IMMOBILIER. Des prix en baisse à Lyon, on vous explique pourquoi

Le marché de l'immobilier à Lyon ralentit et pour la première fois depuis de nombreuses années, la courbe des prix baisse. Malgré cela, compte tenu des difficultés d'emprunt, le nombre d'invendus augmente.

Les freins s'accumulent sur le marché de l'immobilier à Lyon. Pour la première fois depuis plusieurs années, le marché (les prix de vente d'appartements) se retourne à la baisse. Principale cause, les conditions de crédits des banques qui deviennent de plus en plus drastiques. 

Cécile Bruneel, agent immobilier à Lyon, propose un 108 mètres carrés dans le quartier prisé du 4e arrondissement de Lyon, déjà vendu une première fois à 635 000 euros mais au dernier moment, le prêt des acheteurs a été refusé par leur banque.

Le nombre de prêts refusés explose

"On a signé un compromis le 17 novembre, avec des acquéreurs qui avaient été acceptés, le plan de financement validé par leur banque mais le temps de signer le compromis, de déposer le dossier, on leur a dit que les données avaient changé et qu’un prêt relais n’allait pas passer

Résultat, l’appartement est remis en vente, et moins cher qu’initialement, à 620 000 euros.

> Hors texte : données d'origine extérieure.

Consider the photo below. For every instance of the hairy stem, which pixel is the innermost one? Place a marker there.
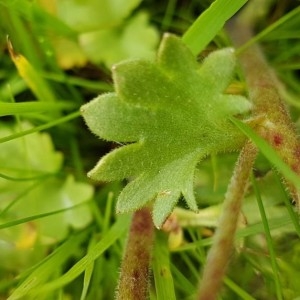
(275, 126)
(221, 249)
(134, 277)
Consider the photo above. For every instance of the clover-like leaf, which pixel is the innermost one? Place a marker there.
(171, 113)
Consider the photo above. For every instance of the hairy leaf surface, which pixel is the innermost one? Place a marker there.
(171, 113)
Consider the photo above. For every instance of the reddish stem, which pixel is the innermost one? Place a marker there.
(134, 277)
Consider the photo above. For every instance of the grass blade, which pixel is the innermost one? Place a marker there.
(115, 232)
(279, 292)
(209, 23)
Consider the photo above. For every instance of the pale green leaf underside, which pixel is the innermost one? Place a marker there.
(172, 113)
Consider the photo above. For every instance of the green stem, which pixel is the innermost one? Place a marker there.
(221, 250)
(134, 277)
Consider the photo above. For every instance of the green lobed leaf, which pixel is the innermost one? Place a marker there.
(172, 112)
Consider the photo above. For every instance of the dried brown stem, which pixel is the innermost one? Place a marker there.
(221, 250)
(134, 277)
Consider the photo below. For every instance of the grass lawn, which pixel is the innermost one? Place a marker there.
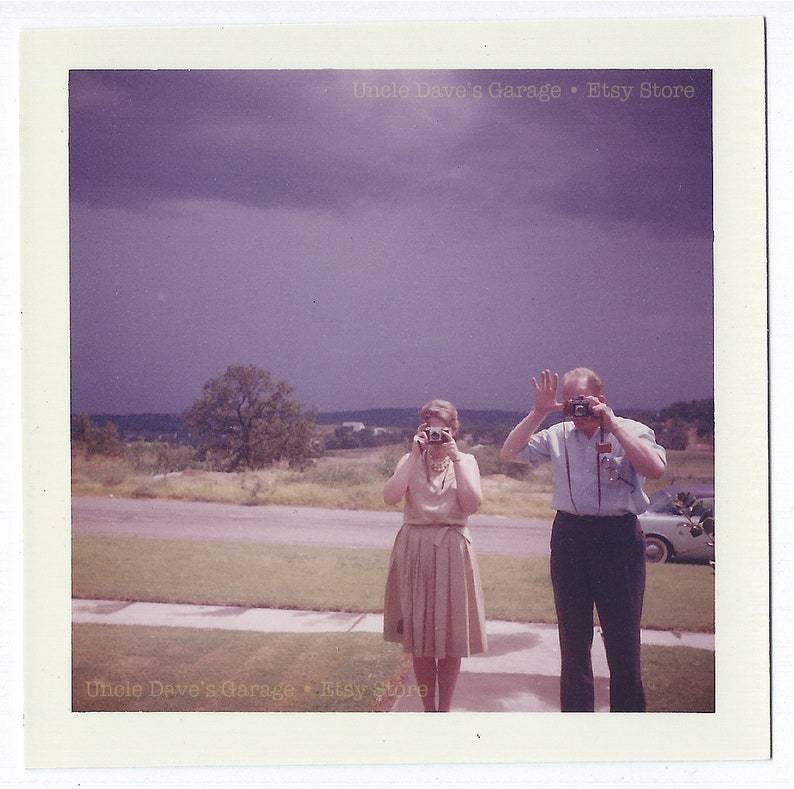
(678, 597)
(167, 669)
(678, 679)
(120, 668)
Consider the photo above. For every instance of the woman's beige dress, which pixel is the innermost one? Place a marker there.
(433, 603)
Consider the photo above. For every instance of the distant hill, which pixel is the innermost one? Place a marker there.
(171, 428)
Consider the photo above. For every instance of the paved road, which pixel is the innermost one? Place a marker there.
(287, 525)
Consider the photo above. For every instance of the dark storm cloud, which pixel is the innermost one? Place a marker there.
(302, 139)
(382, 251)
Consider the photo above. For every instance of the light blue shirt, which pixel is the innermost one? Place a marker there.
(621, 485)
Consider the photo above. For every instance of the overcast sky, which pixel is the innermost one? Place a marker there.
(377, 251)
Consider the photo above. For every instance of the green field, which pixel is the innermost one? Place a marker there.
(175, 669)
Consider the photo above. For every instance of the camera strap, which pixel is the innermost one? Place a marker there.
(601, 448)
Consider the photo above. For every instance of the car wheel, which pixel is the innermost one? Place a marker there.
(657, 550)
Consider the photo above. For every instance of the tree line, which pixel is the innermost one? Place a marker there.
(243, 420)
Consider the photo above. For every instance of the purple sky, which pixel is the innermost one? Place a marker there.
(377, 252)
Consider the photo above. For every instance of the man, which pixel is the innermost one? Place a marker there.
(599, 463)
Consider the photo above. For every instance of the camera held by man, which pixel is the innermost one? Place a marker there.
(579, 408)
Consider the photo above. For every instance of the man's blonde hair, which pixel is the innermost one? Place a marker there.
(592, 379)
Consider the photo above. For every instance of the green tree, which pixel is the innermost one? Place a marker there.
(96, 440)
(245, 421)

Les conditions d’emprunt étant plus difficiles, les capacités des acheteurs diminuent… Et les prix de ventes commencent à baisser.

 

Une baisse de 2 % minimum

Après des années de forte progression, la courbe des prix s’inverse depuis cet été. Le prix moyen du mètre carré s’affiche à un peu plus de 5 100€. Il devrait baisser d’1.5%, voire 2% cette année.

Il y a un an pour un appartement comme ce 108 m2 nous avions eu une vingtaine de contacts dont plusieurs offres au prix, maintenant c'est beaucoup plus compliqué

Cécile Bruneel, agent immobilier

En plus de la hausse des taux d’emprunts bancaires, les motifs s’accumulent pour un ralentissement du marché immobilier lyonnais. 

"Aujourd’hui, il y a plusieurs paramètres, et ils sont très nombreux, avec l’augmentation des matières premières, le climat international avec la guerre en Ukraine, tout ce qui est crise post-covid, l’incertitude actuelle, ça pèse sur les ménages… " estime Nicolas Bouscasse, Président de la FNAIM du Rhône.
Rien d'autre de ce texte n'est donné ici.